There are a lot of ‘people skills’ tied up in these traits, too. The ability to convince, persuade and influence are certainly useful, but also the ability to inspire and empower others.

Joel, Author of Ideas Tactics, also recommended this fantastic Twitter thread by start-up advisor Shreyas Doshi: Good Product Managers vs great Product Managers. We’ve written about some of the attributes he describes as being typical of great Product Managers: knowing how and when to delegate responsibility and getting the team involved in setting OKRs, for example.

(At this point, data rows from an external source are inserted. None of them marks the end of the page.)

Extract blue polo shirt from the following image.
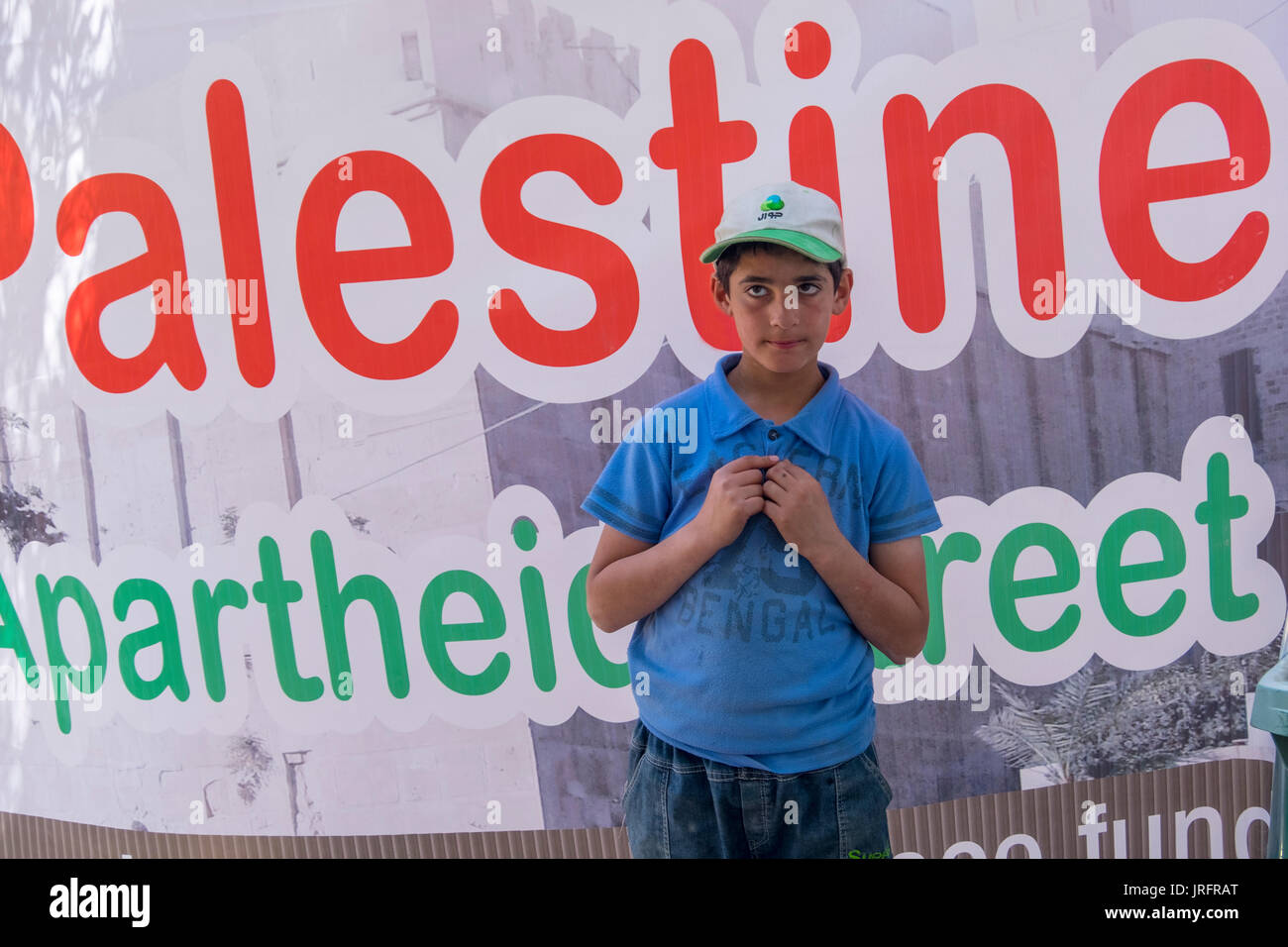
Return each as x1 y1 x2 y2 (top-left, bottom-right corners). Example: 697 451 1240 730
581 352 943 773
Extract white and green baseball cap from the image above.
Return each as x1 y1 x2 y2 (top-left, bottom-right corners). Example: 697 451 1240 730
699 180 845 263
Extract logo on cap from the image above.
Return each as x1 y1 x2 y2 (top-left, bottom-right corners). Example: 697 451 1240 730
756 194 783 220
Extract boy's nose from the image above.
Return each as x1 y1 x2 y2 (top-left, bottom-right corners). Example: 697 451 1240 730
769 309 798 327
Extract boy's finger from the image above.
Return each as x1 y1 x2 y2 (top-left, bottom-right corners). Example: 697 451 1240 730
724 454 780 473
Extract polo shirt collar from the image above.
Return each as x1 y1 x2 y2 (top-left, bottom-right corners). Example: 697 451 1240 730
707 352 841 455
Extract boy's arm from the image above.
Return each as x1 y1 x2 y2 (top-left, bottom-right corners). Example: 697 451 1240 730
765 460 930 664
587 520 717 631
587 455 778 631
803 536 930 664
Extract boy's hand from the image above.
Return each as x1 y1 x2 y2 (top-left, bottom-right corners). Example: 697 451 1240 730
764 460 849 559
695 455 778 549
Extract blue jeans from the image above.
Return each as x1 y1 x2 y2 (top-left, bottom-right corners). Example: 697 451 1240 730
622 721 894 858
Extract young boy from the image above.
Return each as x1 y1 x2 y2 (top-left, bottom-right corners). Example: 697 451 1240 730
583 181 941 858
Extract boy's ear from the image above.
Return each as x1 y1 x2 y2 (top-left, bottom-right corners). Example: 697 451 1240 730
832 266 854 314
711 269 733 316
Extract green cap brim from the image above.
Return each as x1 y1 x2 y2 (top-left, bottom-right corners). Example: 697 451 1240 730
698 227 842 263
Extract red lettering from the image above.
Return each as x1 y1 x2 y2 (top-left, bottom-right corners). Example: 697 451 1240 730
1100 59 1270 303
480 134 640 368
883 84 1064 333
206 78 274 388
649 39 756 352
295 151 460 381
0 125 36 279
55 174 206 394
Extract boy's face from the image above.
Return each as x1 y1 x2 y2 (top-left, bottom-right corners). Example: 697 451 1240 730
711 246 854 373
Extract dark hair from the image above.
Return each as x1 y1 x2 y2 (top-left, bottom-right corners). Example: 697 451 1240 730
716 240 845 292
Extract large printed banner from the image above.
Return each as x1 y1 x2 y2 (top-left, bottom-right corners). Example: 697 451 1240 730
0 0 1288 834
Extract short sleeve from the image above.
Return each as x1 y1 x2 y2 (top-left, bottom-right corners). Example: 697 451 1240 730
868 430 943 543
581 438 671 543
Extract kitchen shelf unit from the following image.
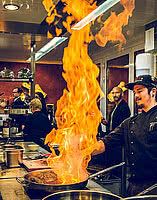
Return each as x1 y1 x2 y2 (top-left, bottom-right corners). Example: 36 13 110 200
0 78 33 82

And finally - the eagle-eyed among you may notice there is no mention of methodology or team structure here. That’s because you can be a great Product Manager regardless of methodology. You have to find what works for you and what works for the project at hand - and sometimes, you’ve just got to work with what you’ve got.

What to read next about product management?

If you want to know more about the world of product management, you could do a lot worse than to check out some of these suggestions from our wonderful community!

  • Tom (Author of Innovation Tactics - get on the waiting list!) recommends Creativity Inc by Ed Catmull. Tom says “To me it's a rare business book. It doesn't pretend there is 'the right way' – it shows that the process and the way you work and everything are about constantly evolving together, constantly solving new problems, responding to new crises and opportunities”.
  • Daniel recommends Product Management in Practice (by Matt Lemay) and Product Roadmaps Relaunched (by C. Todd Lombardo, Bruce McCarthy, Evan Ryan and Michael Connors).
  • Randolph suggests Inspired by Marty Cagan.
  • Gaurav enjoys the articles on the GoPractice blog, too.